Tunable energy and mass renormalization from homothetic Quantum dot arrays

TL;DR

This study demonstrates tunable energy and mass renormalization effects in homothetic quantum dot arrays, revealing significant surface state modifications due to metal-organic overlayer interactions, confirmed by experimental and theoretical methods.

Contribution

It provides the first experimental observation of band structure renormalization in scalable metal-organic nanoporous networks, linking it to substrate interactions.

Findings

Downward energy shifts of confined states

Lowering of effective masses and tiny band gaps

Confirmation via photoemission and tunneling spectroscopy

Abstract

Quantum dot arrays in the form of molecular nanoporous networks are renown for modifying the electronic surface properties through quantum confinement.
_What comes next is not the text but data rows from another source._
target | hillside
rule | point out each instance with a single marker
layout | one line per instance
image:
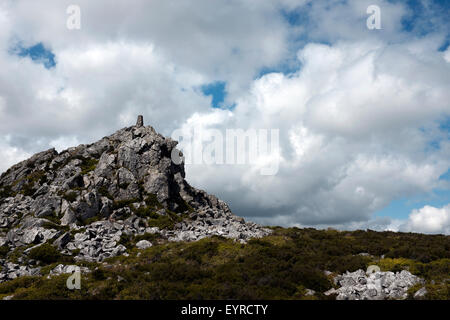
(288, 264)
(121, 210)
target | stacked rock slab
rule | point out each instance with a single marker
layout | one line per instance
(55, 197)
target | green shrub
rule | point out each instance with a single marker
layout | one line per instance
(4, 251)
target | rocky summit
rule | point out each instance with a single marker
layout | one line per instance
(84, 200)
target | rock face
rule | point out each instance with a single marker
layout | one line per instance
(374, 286)
(86, 198)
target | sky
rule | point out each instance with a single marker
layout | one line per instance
(363, 114)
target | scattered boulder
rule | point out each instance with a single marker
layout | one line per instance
(143, 244)
(374, 286)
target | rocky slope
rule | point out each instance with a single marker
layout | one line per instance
(375, 286)
(85, 199)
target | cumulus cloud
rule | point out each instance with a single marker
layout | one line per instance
(428, 220)
(355, 126)
(359, 119)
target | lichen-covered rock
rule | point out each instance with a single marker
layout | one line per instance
(374, 286)
(85, 198)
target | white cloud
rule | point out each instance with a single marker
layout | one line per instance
(356, 120)
(352, 134)
(428, 220)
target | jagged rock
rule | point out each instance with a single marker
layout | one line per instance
(118, 181)
(143, 244)
(374, 286)
(62, 240)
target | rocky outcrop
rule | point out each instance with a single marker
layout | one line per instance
(84, 199)
(374, 286)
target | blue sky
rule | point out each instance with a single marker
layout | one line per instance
(263, 68)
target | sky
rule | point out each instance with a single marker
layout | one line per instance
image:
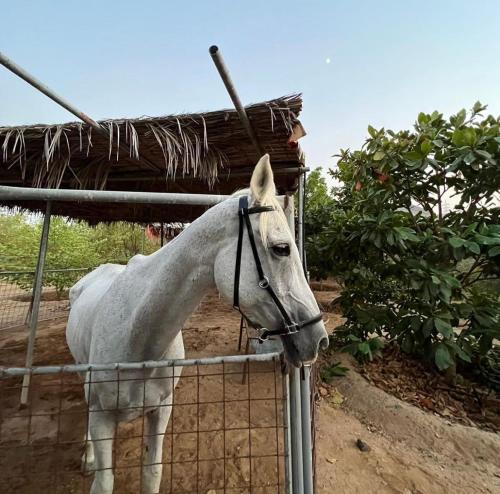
(356, 62)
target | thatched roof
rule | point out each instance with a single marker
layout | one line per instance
(183, 153)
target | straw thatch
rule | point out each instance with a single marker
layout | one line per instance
(190, 153)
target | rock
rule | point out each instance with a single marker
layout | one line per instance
(362, 446)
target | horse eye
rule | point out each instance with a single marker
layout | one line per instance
(281, 250)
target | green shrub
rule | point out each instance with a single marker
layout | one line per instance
(415, 270)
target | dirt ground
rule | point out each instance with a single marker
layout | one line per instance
(410, 451)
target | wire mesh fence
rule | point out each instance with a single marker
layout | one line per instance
(16, 295)
(227, 432)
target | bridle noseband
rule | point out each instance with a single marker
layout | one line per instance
(290, 327)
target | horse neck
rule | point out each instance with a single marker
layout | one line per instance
(176, 277)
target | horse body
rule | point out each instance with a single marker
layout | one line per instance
(135, 313)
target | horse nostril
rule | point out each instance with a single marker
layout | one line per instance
(324, 342)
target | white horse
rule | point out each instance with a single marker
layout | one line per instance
(135, 313)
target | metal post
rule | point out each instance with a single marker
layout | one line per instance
(305, 383)
(226, 78)
(305, 392)
(33, 81)
(33, 194)
(294, 389)
(300, 225)
(296, 432)
(286, 423)
(37, 296)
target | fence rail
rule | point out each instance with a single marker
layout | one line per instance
(225, 433)
(16, 289)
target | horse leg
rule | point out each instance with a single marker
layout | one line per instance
(88, 458)
(156, 425)
(102, 426)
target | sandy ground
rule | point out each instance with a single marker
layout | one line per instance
(411, 451)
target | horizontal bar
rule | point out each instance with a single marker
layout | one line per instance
(148, 364)
(23, 74)
(149, 177)
(73, 195)
(62, 270)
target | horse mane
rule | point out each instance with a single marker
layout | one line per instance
(267, 220)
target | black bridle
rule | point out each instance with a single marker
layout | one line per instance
(290, 327)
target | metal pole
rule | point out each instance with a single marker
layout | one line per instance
(305, 382)
(305, 392)
(300, 224)
(295, 399)
(286, 422)
(226, 78)
(129, 366)
(37, 289)
(19, 71)
(33, 81)
(296, 432)
(32, 194)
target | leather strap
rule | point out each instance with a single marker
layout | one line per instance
(291, 327)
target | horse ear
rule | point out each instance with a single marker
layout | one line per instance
(262, 182)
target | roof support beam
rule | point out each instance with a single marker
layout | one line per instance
(44, 89)
(73, 195)
(226, 78)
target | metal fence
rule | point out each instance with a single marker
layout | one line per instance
(16, 295)
(38, 443)
(225, 433)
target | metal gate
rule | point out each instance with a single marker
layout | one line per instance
(226, 433)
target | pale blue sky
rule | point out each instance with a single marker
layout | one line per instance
(389, 59)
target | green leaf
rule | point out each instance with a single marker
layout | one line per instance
(413, 156)
(494, 251)
(423, 118)
(484, 154)
(456, 242)
(372, 131)
(460, 118)
(442, 357)
(464, 137)
(473, 247)
(425, 147)
(443, 327)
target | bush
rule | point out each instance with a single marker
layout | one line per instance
(413, 269)
(72, 244)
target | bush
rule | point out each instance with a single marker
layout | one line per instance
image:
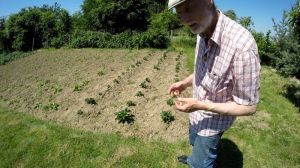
(90, 39)
(90, 101)
(5, 58)
(167, 116)
(125, 116)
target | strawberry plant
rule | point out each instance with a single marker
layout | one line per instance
(139, 94)
(143, 85)
(170, 102)
(90, 101)
(125, 116)
(167, 116)
(130, 103)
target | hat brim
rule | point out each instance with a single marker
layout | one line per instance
(175, 4)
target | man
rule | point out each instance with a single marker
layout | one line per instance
(225, 79)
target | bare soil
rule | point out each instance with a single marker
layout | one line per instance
(65, 78)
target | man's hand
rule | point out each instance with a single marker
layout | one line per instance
(188, 105)
(176, 88)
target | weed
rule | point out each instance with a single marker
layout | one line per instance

Here we show that, compared to the pristine surface state, the fundamental energy of the confined states can exhibit downward shifts accompanied by a lowering of the effective masses simultaneous to the appearance of tiny gaps at the Brillouin zone boundaries. We observed these effects by angle resolved photoemission for two self-assembled homothetic (scalable) Co-coordinated metal-organic networks. Complementary scanning tunneling spectroscopy measurements confirmed these findings. Electron plane wave expansion simulations and density functional theory calculations provide insight into the nature of this phenomenon, which we assign to metal-organic overlayer-substrate interactions in the form of adatom-substrate hybridization. The absence to date of the experimental band structure resulting from single adatom metal-coordinated nanoporous networks has precluded the observation of the significant surface state renormalization reported here, which we infer are general of low interacting and well-defined adatom arrays.